Vaccine “shortage” is being blamed for the delay in administering vaccines to youngsters, according to Pfizer and Moderna.
A senior scientist claims that the likely decision not to offer coronavirus vaccinations to adolescents and teens is due to a scarcity of Pfizer and Moderna dosages.
Professor Anthony Costello has recently given a caution to young people about the dangers of so-called extended Covid. The vaccination is being prepared for 12 to 15-year-olds with underlying health issues and those living with vulnerable adults by the NHS.
The Pfizer vaccine, which was licensed for use in children in that age group by the Medicines and Healthcare Products Regulatory Agency last month after a “rigorous evaluation,” is likely to be given to children.

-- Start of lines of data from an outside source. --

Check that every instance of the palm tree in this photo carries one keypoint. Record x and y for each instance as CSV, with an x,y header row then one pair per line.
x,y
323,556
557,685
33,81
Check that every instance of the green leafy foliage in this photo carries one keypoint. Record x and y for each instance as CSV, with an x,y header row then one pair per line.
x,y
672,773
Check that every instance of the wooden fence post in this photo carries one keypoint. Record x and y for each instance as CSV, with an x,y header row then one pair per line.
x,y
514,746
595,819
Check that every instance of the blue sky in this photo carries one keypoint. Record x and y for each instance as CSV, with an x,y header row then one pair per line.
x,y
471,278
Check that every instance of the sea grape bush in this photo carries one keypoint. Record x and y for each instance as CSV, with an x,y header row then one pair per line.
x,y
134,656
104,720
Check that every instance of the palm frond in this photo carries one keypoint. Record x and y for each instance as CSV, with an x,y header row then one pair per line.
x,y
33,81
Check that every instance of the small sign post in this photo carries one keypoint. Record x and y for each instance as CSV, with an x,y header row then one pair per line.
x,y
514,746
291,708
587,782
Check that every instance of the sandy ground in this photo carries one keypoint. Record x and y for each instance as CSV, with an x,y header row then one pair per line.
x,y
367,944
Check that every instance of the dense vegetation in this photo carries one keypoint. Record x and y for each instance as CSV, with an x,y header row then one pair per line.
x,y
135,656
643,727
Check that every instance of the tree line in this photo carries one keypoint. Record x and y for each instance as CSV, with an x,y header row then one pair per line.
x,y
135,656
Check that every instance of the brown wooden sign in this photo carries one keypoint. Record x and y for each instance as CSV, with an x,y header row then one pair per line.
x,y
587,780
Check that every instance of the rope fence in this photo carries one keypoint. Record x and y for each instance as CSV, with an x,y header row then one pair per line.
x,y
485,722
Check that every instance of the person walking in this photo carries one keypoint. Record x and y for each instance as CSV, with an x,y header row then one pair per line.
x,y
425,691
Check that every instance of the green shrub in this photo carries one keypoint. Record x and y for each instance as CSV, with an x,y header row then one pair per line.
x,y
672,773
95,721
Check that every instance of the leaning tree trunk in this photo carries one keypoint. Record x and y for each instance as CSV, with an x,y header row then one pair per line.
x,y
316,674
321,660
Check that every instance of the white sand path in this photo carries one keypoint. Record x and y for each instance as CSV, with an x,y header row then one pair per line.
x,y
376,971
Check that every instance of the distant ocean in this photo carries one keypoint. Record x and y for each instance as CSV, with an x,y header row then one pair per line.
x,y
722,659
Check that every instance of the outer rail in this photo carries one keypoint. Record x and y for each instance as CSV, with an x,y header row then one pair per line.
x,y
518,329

The Moderna vaccine is not officially approved for use in children, but the EU is expected to make a decision next week on whether to approve it.

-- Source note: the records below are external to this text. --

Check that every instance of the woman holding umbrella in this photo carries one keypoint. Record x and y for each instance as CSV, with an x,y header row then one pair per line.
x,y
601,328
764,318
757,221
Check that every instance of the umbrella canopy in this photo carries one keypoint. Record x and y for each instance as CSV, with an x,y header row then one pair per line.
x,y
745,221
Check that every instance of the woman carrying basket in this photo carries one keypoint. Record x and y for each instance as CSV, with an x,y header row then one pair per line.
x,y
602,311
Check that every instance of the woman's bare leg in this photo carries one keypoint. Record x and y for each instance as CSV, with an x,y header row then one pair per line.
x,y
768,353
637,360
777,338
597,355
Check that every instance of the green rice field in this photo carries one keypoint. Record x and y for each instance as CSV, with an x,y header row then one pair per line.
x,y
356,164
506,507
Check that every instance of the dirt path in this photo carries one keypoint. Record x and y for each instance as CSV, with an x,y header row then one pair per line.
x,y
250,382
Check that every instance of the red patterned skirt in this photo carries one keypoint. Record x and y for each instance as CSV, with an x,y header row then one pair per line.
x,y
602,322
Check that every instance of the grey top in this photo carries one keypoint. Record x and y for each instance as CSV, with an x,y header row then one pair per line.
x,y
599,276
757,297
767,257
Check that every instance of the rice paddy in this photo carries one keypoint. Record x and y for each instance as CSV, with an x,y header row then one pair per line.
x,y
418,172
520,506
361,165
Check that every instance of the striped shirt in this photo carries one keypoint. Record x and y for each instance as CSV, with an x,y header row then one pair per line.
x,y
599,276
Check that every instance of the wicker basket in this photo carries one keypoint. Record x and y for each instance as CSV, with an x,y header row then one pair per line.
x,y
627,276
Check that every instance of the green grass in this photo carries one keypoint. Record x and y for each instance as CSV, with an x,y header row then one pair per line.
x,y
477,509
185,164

The jab developed by AstraZeneca, which is extensively used in the UK, is presently not advised for children under the age of 18.
Prof Costello, the former Professor of International Child Health and Director of the Institute for Global Health at University College London, said during Friday’s Independent SAGE briefing: “The child vaccination tale is interesting.”
“Because, despite the fact that they’re delaying and claiming that they’re not sure and that it’s not a huge deal, I believe the real reason is that Pfizer and Moderna don’t have enough supplies.
“And I believe we are currently experiencing a supply shortage, which is why they are denying approval for younger children.”
Prof Costello expressed his concerns about any potential herd immunity approach that the Government might take, which would allow the disease to “rip through the population,” at a time when scientists are concerned about the potential impact of the so-called Beta variant, which scientists fear may be immune to existing vaccines.
Prof Costello, who served as the World Health Organization’s director of maternity, child, and adolescent health from 2015 to 2018, warned: “If you look at long Covid, we know that among children in the secondary school age range, roughly 14 percent, or almost one in eight, will have long Covid symptoms.”
“We don’t know what the long-term effects are – long Covid is pretty awful, you get all kinds of symptoms, and it can last a long time,” says the researcher.